How many factories have we built by killing the naira? I have to reluctantly give up because the so-called Nigerian economists come and talk things to me, and when I raise issues they talk over my head instead of inside my head. For us to lose over N300 (every year we’re losing the value of the currency by N100), what for? Let them tell me how many factories they’ve built. I find myself in a very difficult state because the economists cannot tell me why we should continue to devalue our Naira. People say import, and we find out that we are just importing food! We’re now planning to stop importation of rice, wheat, maize in three years’ time.
“On the value of the naira, I’m still agonising over it, that the naira should be reduced to such a disgraceful level over the last 30 years. I need to be educated on this. But I’m not ruling this country alone. I’m under pressure and we’ll see how we can accommodate the economists”, he said.
The President also threw more light on how his administration ran into the embarrassment caused by the padded 2016 Appropriation Bill.
Reacting to a question on whether he was satisfied with the performance of his team and if Nigerians should expect changes, the President said, “After taking over we had a strange encounter on the budget, which was called ‘padding’. I was in government since 1975 in one form or another, but I had never heard of the word, ‘padding’ until this time around.

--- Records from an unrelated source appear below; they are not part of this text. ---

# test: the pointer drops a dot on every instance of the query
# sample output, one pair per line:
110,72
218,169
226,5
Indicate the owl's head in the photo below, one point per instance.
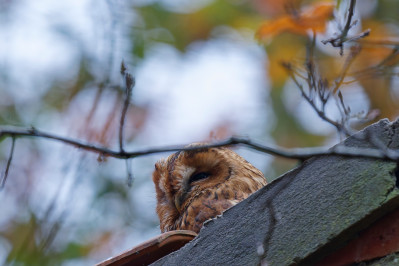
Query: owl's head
200,184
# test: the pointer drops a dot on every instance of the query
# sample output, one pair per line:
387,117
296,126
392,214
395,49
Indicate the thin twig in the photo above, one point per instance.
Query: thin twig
4,179
129,84
343,36
297,154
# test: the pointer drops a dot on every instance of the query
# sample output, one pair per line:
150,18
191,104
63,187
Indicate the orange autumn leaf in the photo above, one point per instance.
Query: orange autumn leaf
314,18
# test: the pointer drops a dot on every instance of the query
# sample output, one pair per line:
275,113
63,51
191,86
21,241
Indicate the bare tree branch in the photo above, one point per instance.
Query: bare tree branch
4,179
343,36
129,84
297,154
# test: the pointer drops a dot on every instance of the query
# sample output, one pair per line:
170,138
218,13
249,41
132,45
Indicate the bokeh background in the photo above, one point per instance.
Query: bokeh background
200,75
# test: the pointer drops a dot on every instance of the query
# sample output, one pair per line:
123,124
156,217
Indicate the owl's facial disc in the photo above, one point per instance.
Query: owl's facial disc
180,197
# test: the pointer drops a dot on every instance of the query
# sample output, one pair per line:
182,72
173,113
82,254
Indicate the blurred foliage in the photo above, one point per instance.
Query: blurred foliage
32,239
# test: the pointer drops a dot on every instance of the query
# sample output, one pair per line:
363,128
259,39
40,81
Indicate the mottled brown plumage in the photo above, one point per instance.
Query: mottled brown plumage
194,186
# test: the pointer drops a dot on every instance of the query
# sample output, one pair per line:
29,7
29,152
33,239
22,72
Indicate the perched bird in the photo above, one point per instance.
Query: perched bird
196,185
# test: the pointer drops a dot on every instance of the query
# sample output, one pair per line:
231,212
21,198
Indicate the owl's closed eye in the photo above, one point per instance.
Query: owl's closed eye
194,186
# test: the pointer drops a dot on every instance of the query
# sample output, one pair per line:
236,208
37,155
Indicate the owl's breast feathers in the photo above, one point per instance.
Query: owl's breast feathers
186,199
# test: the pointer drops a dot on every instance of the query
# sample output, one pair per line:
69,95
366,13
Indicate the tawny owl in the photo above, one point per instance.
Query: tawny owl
194,186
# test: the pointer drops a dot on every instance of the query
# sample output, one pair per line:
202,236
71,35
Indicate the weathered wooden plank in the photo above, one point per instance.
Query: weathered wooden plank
312,209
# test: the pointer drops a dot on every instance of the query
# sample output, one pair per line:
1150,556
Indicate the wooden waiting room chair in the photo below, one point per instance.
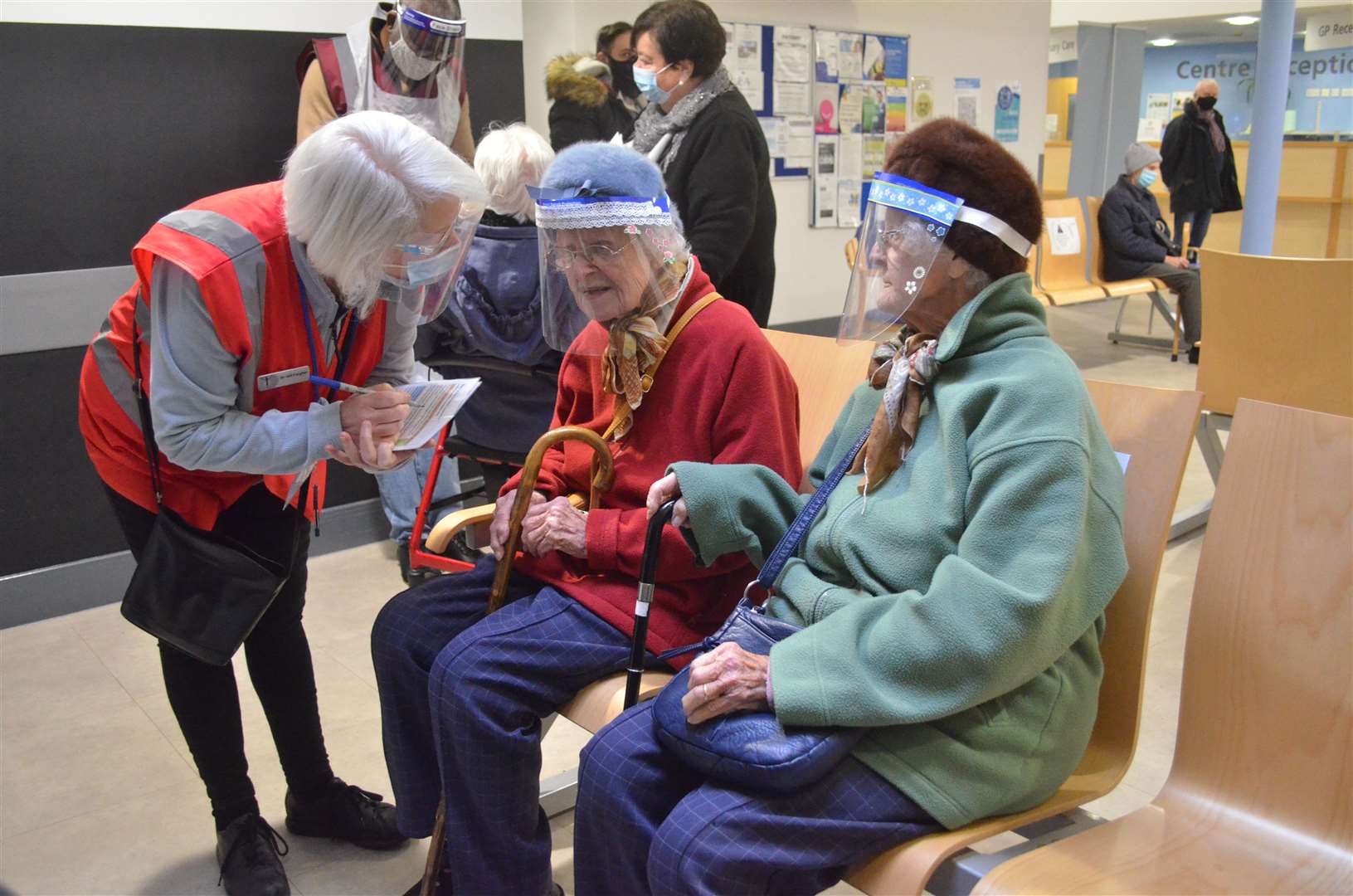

“I pity the Minister of National Planning. All the ministers made presentations to him; he compiled them and took them to the council of ministers. It was corrected by the council how they could and I was allowed to go and bow and deliver to the National Assembly. I didn’t know I delivered a sham! Some [civil servants] removed what the ministers put and put what they wanted.
“How did I know about it? I was sitting, watching the television and I saw the Minister of Health appearing before a committee to defend the budget. They gave him the document and he said there was nothing to defend. “How can I defend what I haven’t presented,” he argued.
“I was shocked. He was not the only one. Many of the ministers spent months, hardly eating, and some [civil servants] removed what the ministers have put there and put what they wanted. I called the Minister of National Planning, and said, “I thank you for your hard work, but I can’t assent to this.” I don’t normally sign what I don’t understand. He begged me to sign, but I said because I trust you I will sign, but I will put you in front of me. Wherever there is trouble I will put you in front.
“Not up to 24 hours, he began to look for me desperately. I said, “What is it, Honourable Minister. He said, “Please don’t sign,” because he sat down to look at it and discover what damage those terrible Nigerians had done to us. It took about six weeks to correct it before I agreed to sign it,” the President said.
On privatization of the nation’s refineries President Buhari said it would a disservice to privatize the refineries in the current state.
“We can’t spend so much money to put up the refineries just to sell them as scrap. I think that will be disservice to the country. Let’s repair them and negotiate with them to sell them at good prices. We don’t want them to dictate how much we sell fuel in this country after we’ve sold the refineries to private investors,” he said.